Every day Poets & Writers Magazine scans the headlines—from publishing reports to academic announcements to literary dispatches—for all the news that creative writers need to know. Here are today’s stories:
“Hope locates itself in the premises that we don’t know what will happen and that in the spaciousness of uncertainty is room to act. When you recognize uncertainty, you recognize that you may be able to influence the outcomes—you alone or you in concert with a few dozen or several million others. Hope is an embrace of the unknown and the unknowable, an alternative to the certainty of both optimists and pessimists…. It is the belief that what we do matters even though how and when it may matter, who and what it may impact, are not things we can know beforehand.” Rebecca Solnit writes about what it means to hope during disillusioning and dark times. (Guardian)

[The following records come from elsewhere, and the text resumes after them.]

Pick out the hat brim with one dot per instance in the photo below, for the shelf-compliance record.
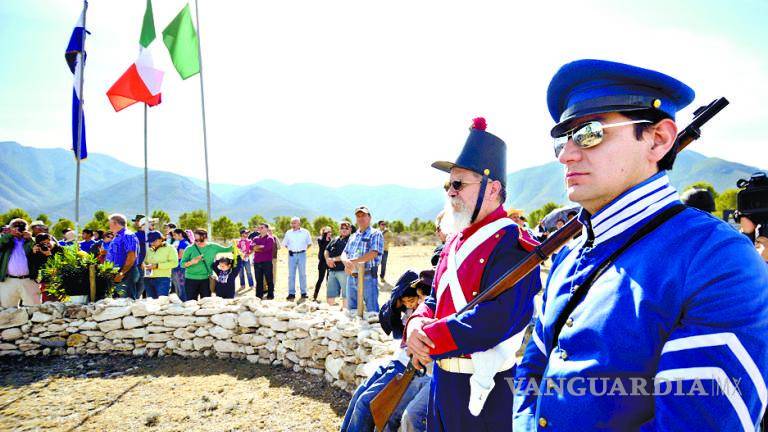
(564, 125)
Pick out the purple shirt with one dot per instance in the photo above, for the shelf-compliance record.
(17, 262)
(266, 253)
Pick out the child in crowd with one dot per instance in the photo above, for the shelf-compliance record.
(226, 268)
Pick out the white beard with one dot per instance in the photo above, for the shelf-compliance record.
(455, 219)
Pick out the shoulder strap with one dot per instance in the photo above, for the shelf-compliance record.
(203, 260)
(581, 292)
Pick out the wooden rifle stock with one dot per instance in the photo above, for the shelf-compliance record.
(389, 397)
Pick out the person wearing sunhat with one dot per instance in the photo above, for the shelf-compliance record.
(366, 247)
(474, 350)
(652, 291)
(160, 260)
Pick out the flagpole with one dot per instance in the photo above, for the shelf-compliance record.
(146, 175)
(78, 144)
(205, 135)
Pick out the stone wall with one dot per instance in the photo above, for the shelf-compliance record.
(308, 337)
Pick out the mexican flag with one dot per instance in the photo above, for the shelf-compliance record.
(141, 82)
(181, 40)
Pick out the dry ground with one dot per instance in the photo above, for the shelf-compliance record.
(101, 393)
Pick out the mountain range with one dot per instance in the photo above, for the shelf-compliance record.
(41, 180)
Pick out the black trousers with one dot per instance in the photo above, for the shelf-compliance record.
(195, 287)
(322, 268)
(263, 271)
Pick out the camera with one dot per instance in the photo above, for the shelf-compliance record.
(752, 199)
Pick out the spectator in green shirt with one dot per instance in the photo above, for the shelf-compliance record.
(160, 259)
(197, 261)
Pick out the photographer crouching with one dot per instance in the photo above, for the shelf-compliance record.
(16, 283)
(42, 251)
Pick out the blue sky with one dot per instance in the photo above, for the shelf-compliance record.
(359, 92)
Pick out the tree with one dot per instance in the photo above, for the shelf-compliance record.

For all the readers stumped by James Joyce’s Ulysses, a bevy of recent apps, podcasts, and websites are here to help decode the modernist masterpiece. One website offers a graphic adaptation of the novel; another app, “He Liked Thick Word Soup,” invites players to untangle sentences from the book; and one filmmaker is even adapting part of the novel into a virtual-reality film. (New York Times)
Speaking of augmented and virtual reality—multiple bookstores have reported increased foot traffic, and possibly sales, from people playing Pokémon Go. (Publishers Weekly)

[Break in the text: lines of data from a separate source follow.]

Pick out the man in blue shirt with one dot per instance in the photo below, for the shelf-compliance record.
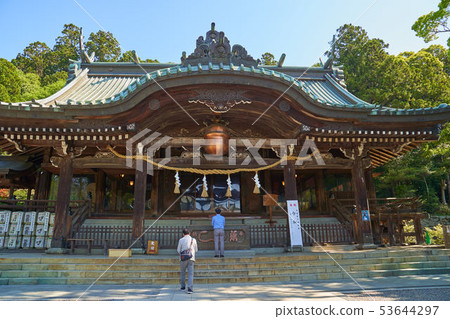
(218, 223)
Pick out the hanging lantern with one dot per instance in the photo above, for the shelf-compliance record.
(257, 184)
(177, 183)
(205, 187)
(219, 137)
(228, 194)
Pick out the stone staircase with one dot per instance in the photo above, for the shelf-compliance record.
(161, 270)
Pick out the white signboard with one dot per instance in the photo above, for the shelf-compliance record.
(294, 223)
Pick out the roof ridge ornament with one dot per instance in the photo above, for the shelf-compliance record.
(84, 56)
(216, 48)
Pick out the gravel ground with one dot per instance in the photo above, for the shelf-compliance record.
(403, 294)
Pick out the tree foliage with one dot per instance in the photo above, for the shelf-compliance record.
(268, 59)
(40, 71)
(408, 80)
(10, 82)
(105, 46)
(430, 25)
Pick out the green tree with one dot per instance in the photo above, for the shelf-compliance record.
(430, 25)
(441, 53)
(36, 58)
(10, 82)
(361, 58)
(268, 59)
(430, 83)
(67, 47)
(105, 46)
(130, 56)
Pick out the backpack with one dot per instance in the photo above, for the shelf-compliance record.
(186, 254)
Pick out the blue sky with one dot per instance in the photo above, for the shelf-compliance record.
(163, 29)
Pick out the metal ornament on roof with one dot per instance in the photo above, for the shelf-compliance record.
(220, 100)
(216, 49)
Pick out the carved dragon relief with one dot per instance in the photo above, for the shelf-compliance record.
(220, 100)
(216, 48)
(66, 149)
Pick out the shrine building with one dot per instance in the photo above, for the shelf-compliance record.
(293, 132)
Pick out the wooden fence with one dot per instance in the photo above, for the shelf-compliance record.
(120, 236)
(168, 236)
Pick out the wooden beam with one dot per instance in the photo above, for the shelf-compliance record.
(62, 202)
(99, 191)
(320, 191)
(156, 194)
(362, 203)
(140, 187)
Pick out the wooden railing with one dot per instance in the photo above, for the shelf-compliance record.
(168, 236)
(36, 204)
(120, 236)
(268, 236)
(78, 216)
(28, 205)
(388, 217)
(326, 233)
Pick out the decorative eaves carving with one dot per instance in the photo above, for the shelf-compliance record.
(220, 100)
(216, 48)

In other bookstore news, Annie Correal looks into the book quiz that all prospective employees at the Strand, New York City’s largest independent bookstore, must take to be hired. The bookstore, which employs around two hundred people, receives approximately sixty job applications each week. (New York Times)
Bernie Sanders will publish a book with St. Martin Press. “Our Revolution: A Future to Believe In” will be released on November 15, one week after the general presidential election. (GalleyCat)

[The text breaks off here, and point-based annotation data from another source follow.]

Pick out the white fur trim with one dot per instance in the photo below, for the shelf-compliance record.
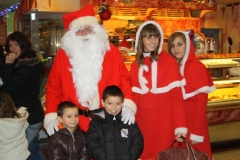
(194, 137)
(123, 48)
(205, 89)
(95, 103)
(130, 104)
(180, 130)
(49, 117)
(142, 80)
(169, 87)
(82, 21)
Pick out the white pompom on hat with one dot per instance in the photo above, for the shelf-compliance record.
(84, 16)
(124, 45)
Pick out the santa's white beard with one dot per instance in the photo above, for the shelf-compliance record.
(86, 54)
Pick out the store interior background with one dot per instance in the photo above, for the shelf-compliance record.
(225, 15)
(228, 20)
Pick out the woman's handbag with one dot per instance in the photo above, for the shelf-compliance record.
(182, 153)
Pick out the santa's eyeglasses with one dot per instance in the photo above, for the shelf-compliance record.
(84, 30)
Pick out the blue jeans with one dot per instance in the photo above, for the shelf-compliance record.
(33, 146)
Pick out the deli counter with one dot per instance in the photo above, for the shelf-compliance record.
(223, 110)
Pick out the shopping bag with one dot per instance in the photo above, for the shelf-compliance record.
(182, 153)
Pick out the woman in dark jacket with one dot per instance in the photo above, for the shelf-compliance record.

Meanwhile, Alexander Nazaryan contemplates Robert Frost’s poem “Mending Wall” in relation to Donald Trump’s presidential campaign and his promises to build a wall on the U.S.–Mexico border. The speaker in Frost’s poem says, “Before I built a wall I’d ask to know / What I was walling in or walling out, / And to whom I was like to give offense.” (Los Angeles Times)
“At times, Tsiang seemed, like his fictional creation, a mere ‘nut,’ alone in the streets. But the American epic of his own life would become far stranger than anything he dreamed up in his novels, taking him from the streets of New York to an Ellis Island detention hall, to Hollywood, and, finally, to a file buried deep in the archives of the F.B.I.” Hua Hsu profiles the actor and writer H. T. Tsiang, who immigrated to America from China in 1899 and self-published a number of books. (New Yorker)
T Magazine has published portions of an e-mail correspondence between actress Natalie Portman and author Jonathan Safran Foer, the latter who will publish his third novel, Here I Am, in September.